Québec ajoute également des ajustements pour les bas salariés. La FTQ avait spécifiquement demandé qu’une somme représentant 0,87 % de la masse salariale soit consacrée aux plus bas salariés.

En conférence de presse, le président du Conseil du trésor, Christian Dubé, a défendu ses offres. « C’est très raisonnable et ça respecte la capacité de payer du gouvernement. »

Il a précisé que chaque 1 % d’augmentation de la masse salariale signifie 400 millions. Les 5 % d’augmentations sur trois ans pour l’ensemble totalisent donc 2 milliards.

Le défi des préposés

Pour ce qui est des augmentations plus élevées pour les préposés aux bénéficiaires, le litige porte sur la façon de parvenir à hausser leur rémunération à 25 $ et plus, comme l’a publiquement souhaité le premier ministre François Legault.

La FTQ et la CSN, qui les représentent, ne s’y opposent pas — contrairement à ce qui a souvent été véhiculé comme information. Mais elles tiennent à ce que les préposés touchent des augmentations de salaire proprement dites, et non une augmentation jumelée à des primes, montants forfaitaires et autres formes de majoration de traitement qui ne sont pas permanentes, qui peuvent donc disparaître et qui ne comptent pas dans le calcul de la rente de retraite, par exemple.

« M. Legault dit qu’il veut augmenter le salaire des préposés ? Alors qu’il augmente le salaire des préposés ! Pourquoi passer par toutes sortes de trucs, par trois ou quatre affaires différentes pour arriver à 25 $ de l’heure ? » s’est insurgé Daniel Boyer, président de la FTQ, en entrevue.
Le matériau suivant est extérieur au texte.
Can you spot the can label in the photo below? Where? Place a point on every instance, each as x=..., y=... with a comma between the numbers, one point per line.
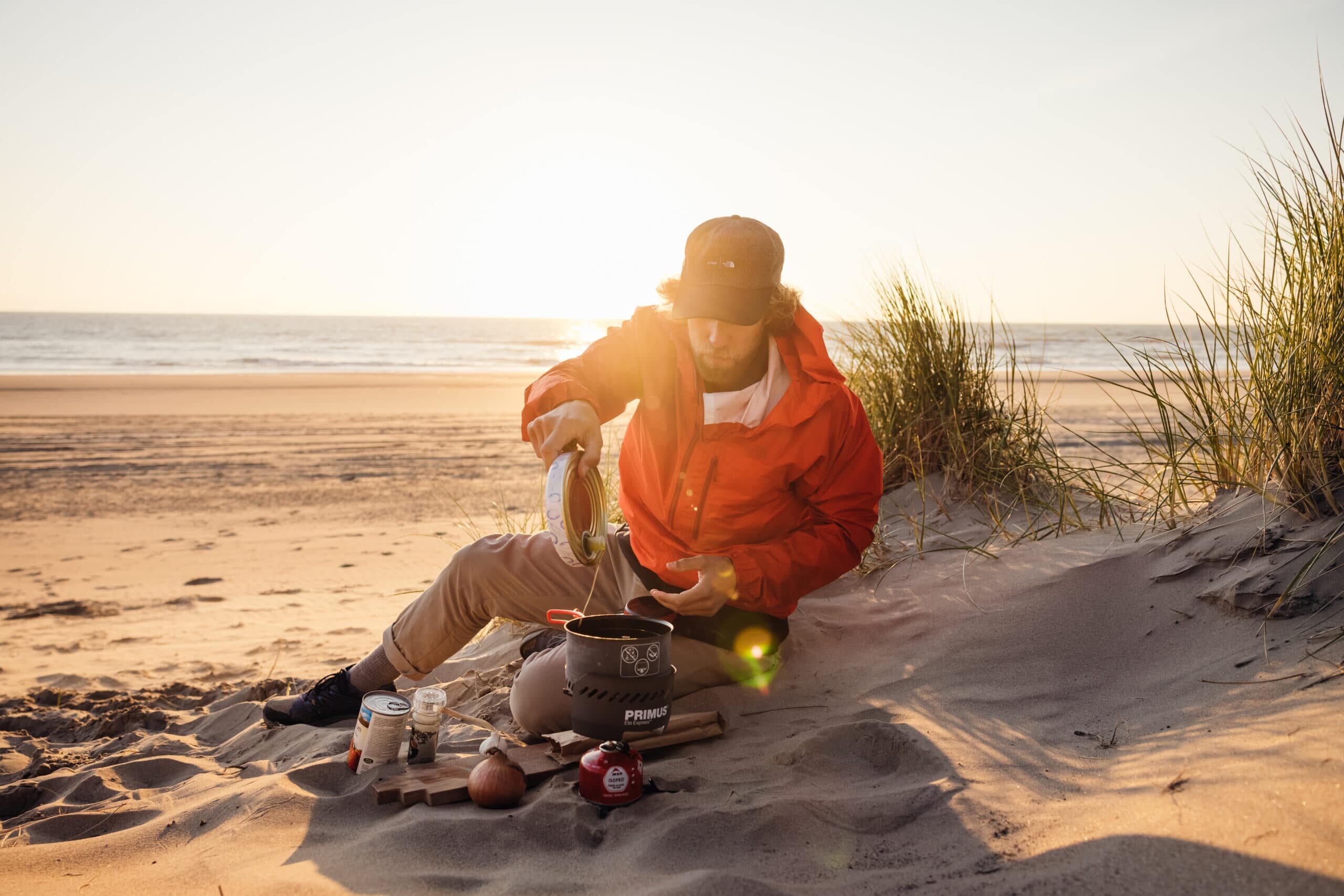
x=378, y=731
x=616, y=779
Deuxième raison pour laquelle les parties ne se sont toujours pas entendues sur la rémunération des préposés : quels préposés doivent bénéficier d’augmentations plus généreuses ?

Québec propose que ce soit uniquement les préposés qui travaillent dans les CHSLD.

La CSN et la FTQ tiennent à ce que tous les préposés aux bénéficiaires touchent ces augmentations, incluant ceux qui travaillent dans les centres de réadaptation et les hôpitaux.

À l’heure actuelle, le salaire de base des préposés dans le secteur public est de 20,55 $ au premier échelon jusqu’à 22,35 $ au cinquième et dernier échelon.

Comme la FTQ, la CSN a aussi constaté « peu de mouvement de la part du gouvernement » dans ces offres publiées en ligne.

« Ce qui est sur la table présentement ne répond pas aux besoins du personnel des réseaux. Et on voit actuellement les conséquences graves de ne pas répondre aux besoins réels des travailleuses et des travailleurs des services publics », a commenté la CSN.

Malgré ces divergences, le ministre Dubé s’est montré optimiste. « Au cours des prochaines semaines, on va être capable de tout attacher ça ensemble. Moi, je vois une perspective d’entente », a-t-il commenté.

Pour les préposés, il évalue son offre à un « minimum de 300 millions ».

Il a tenu à préciser aux organisations syndicales que « ces offres-là sont bonnes en ce moment » et que le contexte à long terme est incertain, à cause de la pandémie de coronavirus.

Enseignants

Parmi les rares nouveautés, Québec propose de créer un statut d’enseignant émérite, avec une bonification de la rémunération de 5 %.

Bien que le gouvernement avait déjà proposé d’éliminer les premiers échelons de l’échelle salariale des enseignants, afin de bonifier leur rémunération en début de carrière, il a plutôt choisi de bonifier leur rémunération dans ces premiers échelons.

La CSQ doit réunir son conseil général de négociation mercredi. Elle fera alors connaître ses commentaires. Mais déjà, elle souligne qu’elle avait fait une contre-proposition à Québec, le 6 mai, et qu’elle attend toujours une réponse.